Thursday, July 4, 2013
Progress or Regression?
A columnist of the Catholic Times, on seeing how the the disabled were treated during the Joseon Dynasty, which was the topic of a recent TV history program, was sufficiently surprised to write about it in her column. The disabled, she learned, were excused from many of the duties normally expected from citizens, and those who showed concern for the disabled would be commended, and those who abused them would be seriously punished.
Efforts were also made to help them become independent by giving them positions that fit their specialty, without concern for their place in society but only concerned to utilize their capabilities in the best way possible. For instance, a society for the blind was established, which produced many who went on to become prominent in government. The only thing that separated them from the other citizens was a bodily handicap, and the distress that often accompanies such handicaps. The columnist sadly comments that it seems we have been going backwards as a society in the way we treat the disabled among us.
A famous historical figure, a musician, during the kingship of Sejong the Great, was quoted in the TV program, in reference to what the government was doing for the blind: "There is no one we can dispense with in our society."
She introduces us to Fr. Cyril Axelrod, who is considered by many the Helen Keller of the 21st Century. Both blind and deaf, he came to Korea last month to visit with the Christians and to show them what a disabled person is able to do and to help the Christians achieve a new appreciation of the disabled in our society.

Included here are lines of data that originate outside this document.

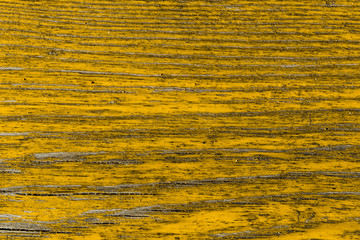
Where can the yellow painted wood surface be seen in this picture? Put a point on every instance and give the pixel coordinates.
(179, 119)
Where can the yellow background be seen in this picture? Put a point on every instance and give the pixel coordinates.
(179, 119)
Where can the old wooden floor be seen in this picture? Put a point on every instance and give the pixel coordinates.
(179, 119)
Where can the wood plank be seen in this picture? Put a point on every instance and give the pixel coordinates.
(179, 119)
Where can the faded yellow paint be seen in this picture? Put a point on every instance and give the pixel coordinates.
(179, 120)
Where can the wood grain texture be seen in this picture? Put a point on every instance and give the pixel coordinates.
(179, 119)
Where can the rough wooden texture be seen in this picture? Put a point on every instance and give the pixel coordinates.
(179, 119)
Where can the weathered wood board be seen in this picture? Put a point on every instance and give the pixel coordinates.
(179, 119)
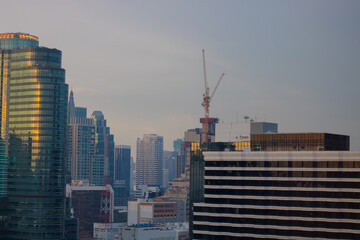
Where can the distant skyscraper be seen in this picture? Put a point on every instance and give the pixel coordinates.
(122, 172)
(149, 159)
(279, 195)
(81, 142)
(179, 148)
(33, 127)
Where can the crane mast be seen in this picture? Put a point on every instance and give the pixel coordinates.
(206, 100)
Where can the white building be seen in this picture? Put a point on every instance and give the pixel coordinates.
(149, 160)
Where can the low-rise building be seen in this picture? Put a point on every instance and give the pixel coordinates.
(150, 232)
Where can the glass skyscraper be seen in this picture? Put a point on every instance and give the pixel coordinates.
(33, 128)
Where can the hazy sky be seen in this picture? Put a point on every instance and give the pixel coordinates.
(296, 63)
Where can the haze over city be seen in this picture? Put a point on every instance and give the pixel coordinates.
(295, 63)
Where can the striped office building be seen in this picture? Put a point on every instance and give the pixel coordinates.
(280, 195)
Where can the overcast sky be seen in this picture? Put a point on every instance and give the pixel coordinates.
(296, 63)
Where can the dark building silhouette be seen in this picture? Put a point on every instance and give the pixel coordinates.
(33, 128)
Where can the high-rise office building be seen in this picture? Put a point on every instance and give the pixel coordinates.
(33, 127)
(122, 172)
(280, 195)
(81, 142)
(149, 160)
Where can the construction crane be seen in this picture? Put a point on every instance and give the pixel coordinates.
(207, 99)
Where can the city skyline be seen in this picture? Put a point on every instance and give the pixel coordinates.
(290, 62)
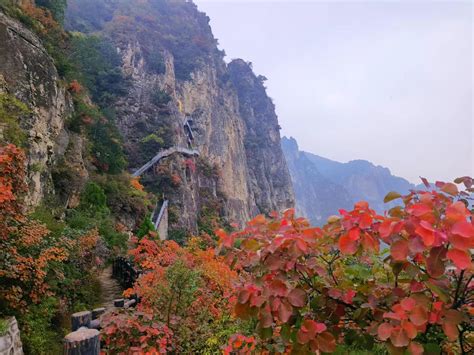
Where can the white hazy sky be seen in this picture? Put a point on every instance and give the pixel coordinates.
(386, 81)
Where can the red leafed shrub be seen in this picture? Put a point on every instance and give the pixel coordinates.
(191, 165)
(397, 279)
(187, 291)
(240, 344)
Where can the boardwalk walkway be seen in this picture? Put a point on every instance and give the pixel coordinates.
(110, 288)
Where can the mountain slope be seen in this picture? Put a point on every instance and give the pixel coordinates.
(317, 197)
(322, 186)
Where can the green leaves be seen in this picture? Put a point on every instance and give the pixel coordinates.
(391, 196)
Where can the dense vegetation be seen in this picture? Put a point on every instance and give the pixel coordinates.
(397, 283)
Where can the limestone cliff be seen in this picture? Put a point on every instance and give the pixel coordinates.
(28, 74)
(323, 186)
(175, 77)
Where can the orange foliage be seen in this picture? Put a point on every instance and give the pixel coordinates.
(159, 291)
(423, 281)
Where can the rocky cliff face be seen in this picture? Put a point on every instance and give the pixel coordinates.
(28, 74)
(317, 197)
(176, 74)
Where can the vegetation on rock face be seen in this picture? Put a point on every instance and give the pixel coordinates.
(40, 270)
(11, 112)
(310, 288)
(363, 283)
(185, 303)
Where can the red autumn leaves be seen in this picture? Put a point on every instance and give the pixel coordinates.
(298, 283)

He stresses in his talks that his disabilities, like all disabilities, can be incorporated into our lives as blessings.
In Korea, since 2011, over two and a half million citizens have been registered as disabled; each year, as small and serious accidents increase, the number of disabled also continues to increase. Accidents or disease after birth, she says, are responsible for disabling 9 out of 10 Koreans. She feels that being concerned for the welfare of the disabled should not be solely the concern for specially trained people but for all of us, and that our understanding of the disabled also needs to broaden and change if we are to keep pace with the latest knowledge in the field.

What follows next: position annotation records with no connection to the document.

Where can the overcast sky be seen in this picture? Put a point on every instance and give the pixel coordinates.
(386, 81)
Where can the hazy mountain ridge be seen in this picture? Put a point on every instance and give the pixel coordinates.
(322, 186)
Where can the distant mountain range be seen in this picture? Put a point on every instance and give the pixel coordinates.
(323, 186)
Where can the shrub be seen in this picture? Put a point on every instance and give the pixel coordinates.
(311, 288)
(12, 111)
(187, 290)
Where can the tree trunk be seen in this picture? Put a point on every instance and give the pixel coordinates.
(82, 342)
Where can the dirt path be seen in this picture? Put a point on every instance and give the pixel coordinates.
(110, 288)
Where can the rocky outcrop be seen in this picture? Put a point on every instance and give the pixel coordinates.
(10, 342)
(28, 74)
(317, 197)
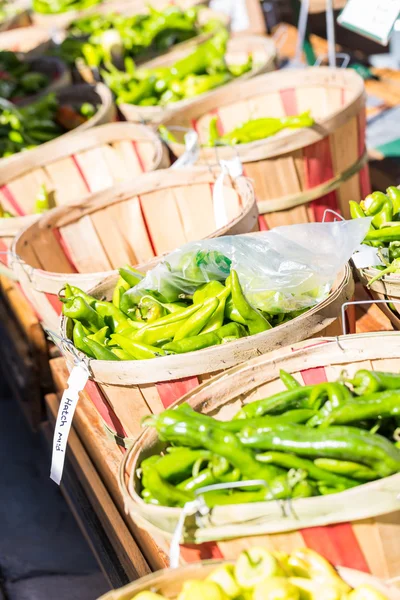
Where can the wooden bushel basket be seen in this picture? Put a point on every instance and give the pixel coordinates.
(369, 515)
(84, 163)
(262, 48)
(130, 223)
(169, 582)
(387, 288)
(133, 389)
(299, 173)
(31, 40)
(19, 19)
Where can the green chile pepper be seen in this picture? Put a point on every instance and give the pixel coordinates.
(100, 336)
(342, 467)
(288, 380)
(188, 431)
(166, 493)
(79, 310)
(137, 350)
(197, 321)
(99, 350)
(79, 333)
(178, 464)
(232, 314)
(121, 287)
(368, 382)
(70, 292)
(356, 212)
(378, 206)
(394, 251)
(121, 354)
(217, 319)
(374, 406)
(254, 319)
(112, 316)
(280, 402)
(394, 194)
(343, 443)
(191, 344)
(291, 461)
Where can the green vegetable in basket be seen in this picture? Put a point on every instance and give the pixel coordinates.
(257, 129)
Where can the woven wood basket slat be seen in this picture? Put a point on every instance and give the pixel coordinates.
(238, 50)
(373, 538)
(131, 223)
(20, 19)
(387, 288)
(297, 174)
(133, 389)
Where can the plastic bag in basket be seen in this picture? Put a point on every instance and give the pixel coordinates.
(286, 269)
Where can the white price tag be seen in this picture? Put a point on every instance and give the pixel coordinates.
(191, 153)
(366, 256)
(76, 382)
(234, 168)
(236, 9)
(371, 18)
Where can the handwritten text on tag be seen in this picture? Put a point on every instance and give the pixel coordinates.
(76, 382)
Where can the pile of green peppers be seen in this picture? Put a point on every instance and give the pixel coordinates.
(29, 126)
(54, 7)
(199, 72)
(385, 227)
(305, 441)
(101, 39)
(153, 325)
(17, 79)
(256, 129)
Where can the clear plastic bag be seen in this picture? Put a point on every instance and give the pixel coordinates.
(286, 269)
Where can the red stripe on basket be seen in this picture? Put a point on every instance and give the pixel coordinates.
(169, 391)
(58, 235)
(3, 248)
(194, 553)
(289, 101)
(313, 376)
(342, 96)
(81, 173)
(140, 160)
(338, 544)
(365, 184)
(194, 124)
(104, 409)
(55, 302)
(220, 126)
(318, 168)
(146, 226)
(11, 199)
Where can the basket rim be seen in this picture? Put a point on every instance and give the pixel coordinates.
(167, 368)
(201, 395)
(78, 141)
(284, 141)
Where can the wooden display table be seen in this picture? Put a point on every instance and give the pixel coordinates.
(94, 459)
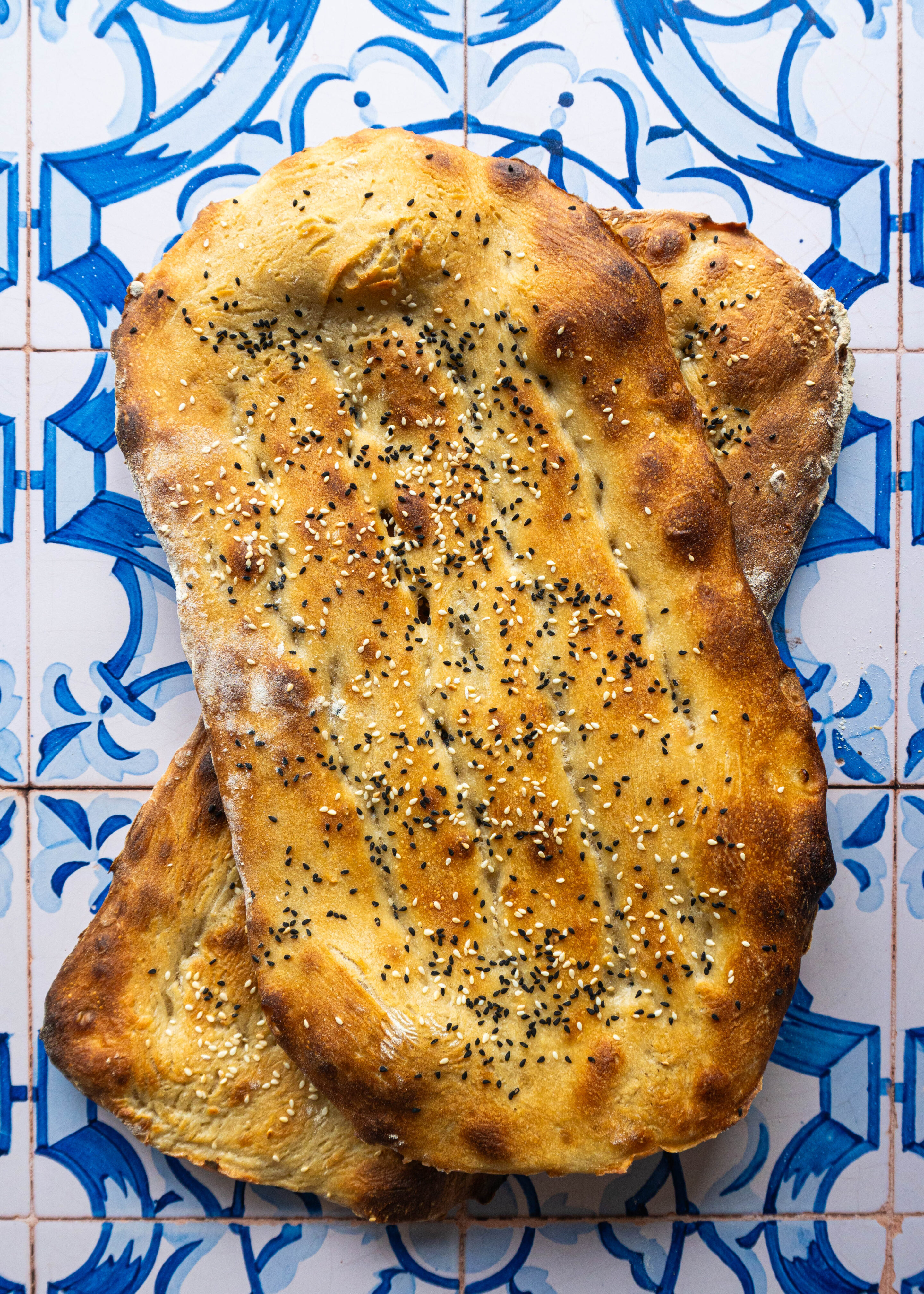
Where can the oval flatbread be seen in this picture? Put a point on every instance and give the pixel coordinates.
(156, 1018)
(530, 816)
(765, 355)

but there are still many who are unwilling to accept the disabled as being equally deserving of all the rights of other citizens.

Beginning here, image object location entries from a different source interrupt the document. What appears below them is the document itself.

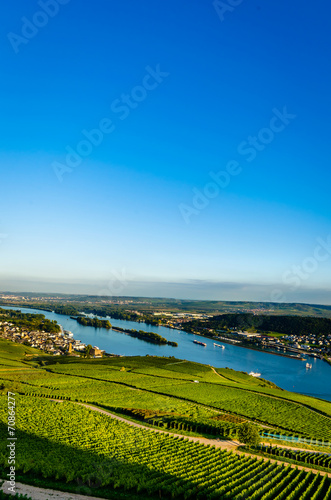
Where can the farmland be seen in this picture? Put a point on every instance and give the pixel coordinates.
(73, 444)
(65, 445)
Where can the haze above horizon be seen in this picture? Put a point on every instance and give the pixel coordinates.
(166, 149)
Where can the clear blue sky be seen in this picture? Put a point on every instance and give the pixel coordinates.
(179, 93)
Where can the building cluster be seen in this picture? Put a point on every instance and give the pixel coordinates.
(51, 343)
(310, 343)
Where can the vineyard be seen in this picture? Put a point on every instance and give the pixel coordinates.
(164, 386)
(71, 444)
(319, 459)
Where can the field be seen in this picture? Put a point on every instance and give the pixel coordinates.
(72, 444)
(63, 443)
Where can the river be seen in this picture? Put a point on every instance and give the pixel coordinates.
(287, 373)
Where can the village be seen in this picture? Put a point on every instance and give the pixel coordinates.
(58, 344)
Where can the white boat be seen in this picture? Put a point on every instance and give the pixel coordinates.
(219, 345)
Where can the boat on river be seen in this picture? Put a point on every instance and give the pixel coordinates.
(219, 345)
(199, 343)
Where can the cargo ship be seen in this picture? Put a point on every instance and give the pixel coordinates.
(200, 343)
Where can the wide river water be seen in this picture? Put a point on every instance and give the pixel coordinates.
(287, 373)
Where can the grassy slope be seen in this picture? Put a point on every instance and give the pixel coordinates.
(164, 386)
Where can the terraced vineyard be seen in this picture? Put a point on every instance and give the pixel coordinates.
(320, 459)
(70, 443)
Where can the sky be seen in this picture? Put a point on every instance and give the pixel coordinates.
(174, 149)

There have been many changes in society but still many have an aversion for the places used by the disabled and this shows in the problems many have in building such facilities. The price of land decreases and many find it uncomfortable to be so near the disabled so they demonstrate against the building of these facilities.
Though we have to come to an understanding that the only difference between the disabled and others is only a matter of degree, we have yet to take the next step, as a society, and act on what we understand.
To repeat the musician's words, the theme of both the TV program and the column: "There is no one that we can dispense with in our society." We Christians, she says, who profess to be light and salt of the earth, should be the first to appreciate what this means.